Is tradition a sufficient moral justification?
Can we practise Yoga while participating in violence against other living creatures? While lying? While stealing? While doing drugs or drinking alcohol? While engaging in abusive sexual relationships? While taking more than we need?
Of course we can. I practise Yoga and I’ve done all sorts of harmful things in my life that I deeply regret.
But I do think we’re personally responsible for helping build a more ethical, compassionate and conscious society than the one we grew up in. In many ways, I think humanity is moving in that direction. The purpose of looking to the past should not be to regress morally or excuse harm because it was once normal, but to learn, refine our understanding and reduce unnecessary suffering moving forward.
Because something was done by certain groups historically doesn’t necessarily mean it was ethical. We should therefore be cautious when calibrating our moral compass based on the behaviour of cave dwellers, medieval spiritualists or other ancient traditions.
When considering ethics and social justice, I think we should begin with those affected by our actions — especially the vulnerable, exploited and harmed — rather than beginning with our own desire to justify comfort, habit, identity or tradition. Who or what is being harmed by the way we live? Did they have a choice? Were they willing participants? Or was coercion, domination or violence required to get what we wanted?
Martin Luther King Jr. said, “The arc of the moral universe is long, but it bends towards justice.”
Practising Yoga invites us to examine how our thoughts, words and actions impact the world around us and all other sentient beings.
If we follow the teachings sincerely, we may find the logical direction is to reduce our participation in exploitation and harm as much as possible, while cultivating the conditions for greater freedom, peace and wellbeing for others and ourselves.
But we are also living in an age of self-reification: the era of neoliberal capitalism, personal branding and influencer culture, where identity itself becomes a product to market and defend. Hyper-individualism encourages us to curate the self, ‘live our truth’, protect the ego and justify our desires, rather than question the wider consequences of how we live.

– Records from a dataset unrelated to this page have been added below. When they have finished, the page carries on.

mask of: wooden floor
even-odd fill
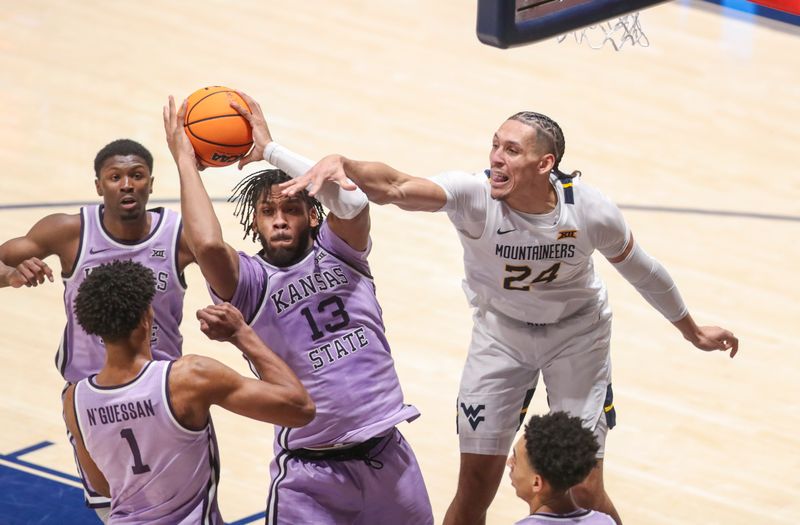
[[[482,169],[508,115],[549,114],[567,137],[562,166],[626,209],[699,322],[741,339],[734,360],[693,349],[599,264],[615,311],[619,423],[606,480],[622,516],[629,524],[796,523],[798,27],[672,2],[642,15],[646,49],[547,41],[502,51],[478,43],[474,17],[474,3],[459,0],[6,2],[0,239],[94,202],[92,160],[120,137],[152,149],[153,198],[177,198],[161,106],[205,85],[249,92],[275,137],[309,157],[341,152],[418,175]],[[238,178],[235,169],[204,173],[215,197]],[[30,204],[41,206],[10,206]],[[228,240],[254,251],[231,206],[217,211]],[[407,401],[423,413],[402,430],[440,521],[457,476],[453,406],[470,332],[461,250],[444,216],[376,207],[373,224],[389,340]],[[200,334],[194,311],[209,299],[196,268],[188,280],[185,351],[245,372],[232,347]],[[72,472],[53,366],[61,293],[58,283],[2,291],[0,453],[50,440],[56,445],[31,461]],[[534,411],[544,410],[537,399]],[[214,417],[224,515],[263,510],[272,429]],[[525,514],[504,479],[488,523]]]

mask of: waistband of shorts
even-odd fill
[[[286,450],[289,457],[305,460],[325,460],[325,461],[350,461],[350,460],[369,460],[369,453],[378,444],[389,437],[393,432],[383,436],[376,436],[361,443],[347,443],[329,448],[296,448]]]

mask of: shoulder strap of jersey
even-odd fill
[[[572,175],[567,175],[563,171],[555,169],[553,173],[558,177],[558,182],[561,183],[561,187],[564,188],[564,202],[567,204],[575,204],[575,195],[572,192],[572,179],[576,176],[580,176],[580,172],[576,171],[573,172]]]

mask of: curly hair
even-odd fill
[[[75,315],[89,334],[106,341],[130,337],[156,293],[152,270],[134,261],[93,269],[78,288]]]
[[[531,126],[536,130],[536,144],[544,145],[546,153],[552,153],[556,162],[553,165],[553,171],[561,177],[576,177],[580,176],[580,171],[573,171],[567,175],[558,169],[561,159],[564,158],[564,150],[566,149],[566,141],[564,139],[564,132],[558,122],[551,119],[547,115],[536,113],[534,111],[520,111],[514,113],[508,120],[516,120]]]
[[[244,227],[243,239],[247,238],[250,234],[253,241],[258,240],[258,232],[253,228],[255,221],[256,208],[258,207],[258,199],[261,198],[263,192],[269,192],[274,184],[280,184],[292,180],[286,173],[278,169],[257,171],[248,175],[239,183],[234,186],[233,193],[228,197],[228,202],[236,203],[233,214],[239,217],[239,224]],[[317,217],[319,224],[322,224],[322,219],[325,217],[325,211],[317,199],[310,196],[308,191],[303,190],[303,198],[308,204],[309,209],[317,210]],[[311,235],[316,239],[319,225],[312,228]]]
[[[531,467],[559,492],[586,479],[597,465],[599,448],[592,431],[566,412],[533,416],[525,426]]]
[[[100,177],[100,168],[103,167],[103,163],[108,158],[116,155],[136,155],[137,157],[141,157],[145,164],[147,164],[147,169],[150,170],[150,173],[153,173],[153,155],[147,148],[135,140],[117,139],[113,142],[109,142],[97,152],[97,156],[94,158],[94,176],[96,178]]]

We can easily become attached to narratives that make us feel comfortable — including the idea that whatever has been done traditionally must therefore be natural, necessary or beyond ethical scrutiny. In that state, we may distort, minimise or justify our behaviour rather than honestly investigate it. But genuine practice asks more of us than self-affirmation. It asks us to become more conscious of interdependence and more sensitive to the consequences of our choices.
Rather than using the past to excuse ourselves, perhaps we can use it as a foundation for greater wisdom, compassion and responsibility in the present.
Lama Alan Wallace argues that while modern mindfulness is often presented as a secular, non-judgemental technique for individual stress reduction, traditional Buddhist mindfulness is an ethical and discerning practice designed to reveal interdependence and the moral consequences of our actions in the pursuit of liberation for all sentient beings.
S. N. Goenka taught that Ahimsa (non-harm) and Satya (truthfulness) require absolute self-honesty: we must recognise the harm we cause others because violence and dishonesty immediately disturb our own inner peace. My experience of this is that whenever I know I’m acting in a way that is shifty or misaligned, I feel it internally. At times, I’ve looked to others for justification or affirmation rather than fully facing what I already knew.
So I think Yoga practitioners and teachers are continually faced with a choice: to use philosophy and tradition to reinforce existing preferences and identities, or to allow practice to deepen our sensitivity, challenge our conditioning and expand our sense of responsibility towards others. For me, the latter is where genuine practice begins.